Le choix d’Alexandre

À la suite de leur dernière représentation d’Hamlet – leur travail de fin d’études –, les élèves d’une promotion de l’école de théâtre d’Irkoutsk passent une dernière nuit ensemble. Dans les loges leur joie est à la mesure de la fougue juvénile. Alors qu’ils exultent, leur maître tonne, les reprend avec colère, leur reproche de n’avoir rien appris, puis les laisse à leur fête à l’abri des murs du théâtre. Ils vont vivre la dernière nuit de leur vie d’étudiants et se libérer du « maître », leur formateur et mentor.

« On ne joue pas avec ses émotions personnelles, c’est interdit ! », leur reproche-t-il, « l’histoire des personnages de Shakespeare n’est pas la vôtre ». En contrepoint se présente une jeune femme d’une autre école, étudiant la théorie du théâtre, qui évoque Stanislavski, dont un portrait orne d’ailleurs la loge. C’est sous ces deux auspices qu’Oren Nataf place son film. Le début semble une captation. Mais pour les rejoindre dans la loge après la représentation, le maître doit monter sur scène. Il entre symboliquement dans l’espace de jeu et le film dans la fiction. Ce choix de la fiction lui permet de faire, avec ses jeunes acteurs, un travail de recherche de distance. Ils jouent dans ce drame des rôles qui leur sont certainement proches. Utilisant le pouvoir de « concentration » que permet la fiction, le réalisateur et ses acteurs explorent le large spectre des  confrontations vécues par un groupe en bouleversement. Tout l’enjeu est là : une prise de conscience de ce que chacun est ou devient, de ce que chacun a vécu afin de créer des personnages d’une histoire qui a été ou aurait pu être la leur. De ce travail, la justesse peut alors surgir.

Oren Nataf filme les différents lieux en utilisant peu d’angles de vue. Bien loin de reconstruire la géographie du bâtiment, il crée autant de décors de théâtre juxtaposés. Sur ces scènes vont se dérouler les rencontres, les amitiés, les amours, les affrontements individuels ou collectifs durant quelques heures, jusqu’à la rupture. Pendant le repas, autour de la table dressée devant la scène ces jeunes adultes se découvrent. Leurs caractères s’affirment dans la recherche des autres et d’eux-mêmes. Au fil des toasts, alors que les recommandations du maître Viacheslav Vsevolodovich – peu de boisson, pas « d’étrangers » – n’ont pas été respectées, ils abandonnent le statut d’apprentis qu’ils s’étaient choisi pendant ces années. Lorsque le maître sera de retour, les élèves devront trouver leur moyen de défaire ce nœud gordien que créent les situations d’apprentissage. C’est l’intérêt de chacun et du groupe et aussi le nœud de l’intrigue.
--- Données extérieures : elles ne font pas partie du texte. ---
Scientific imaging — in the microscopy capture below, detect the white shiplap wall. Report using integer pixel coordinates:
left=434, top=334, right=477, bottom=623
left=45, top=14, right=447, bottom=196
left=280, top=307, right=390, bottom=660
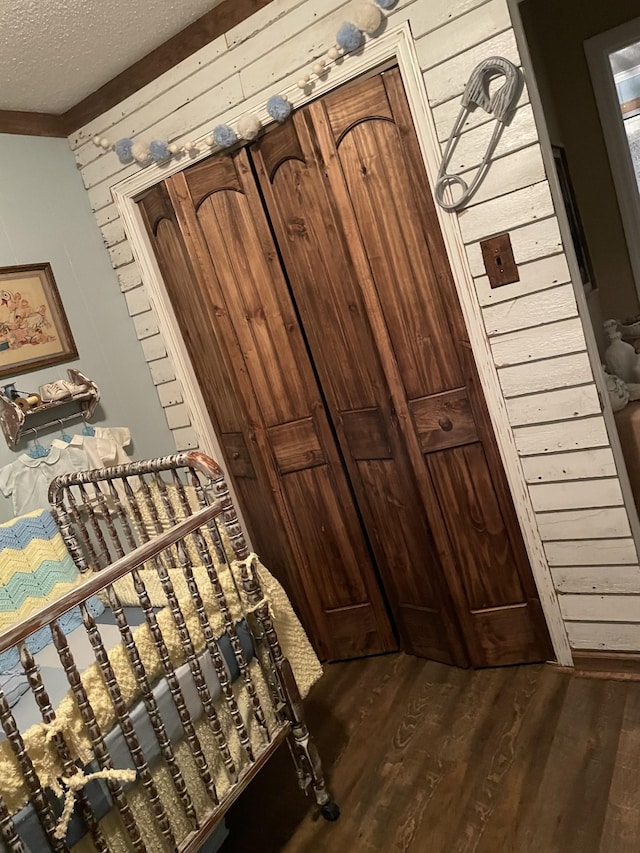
left=70, top=0, right=640, bottom=650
Comme dans le théâtre classique où le dénouement – ici double – ne peut être apporté que par une catastrophe finale ou par l’accomplissement d’actions nécessaires. Ce seront les actes de chacun qui engageront leurs sentiments avec violence dans la recherche de leur solution au problème rencontré par Alexandre à Gordium. Pressé de conquérir le monde, lui avait tranché le nœud. La conquête de soi ne saurait toujours être aussi spectaculaire, en tout cas aussi directe.

Dans ce huis clos bouillonnant, la recherche de passages vers une liberté nouvelle donne au film son intensité.

Sous forme de rituel, un de ces passages salvateurs leur sera donné par Viacheslav Vsevolodovich lui-même. À sa demande, ils enjambent son corps pour sortir symboliquement de la scène et trouver l’apaisement. Ils deviennent alors visiblement fantomatiques, ne font déjà presque plus partie du lieu et pourront tomber dans le sommeil. Jusqu’au matin, où un basculement lumineux vers l’extérieur, espace autant physique que mental, leur apportera le renouveau, leur nouvelle vie.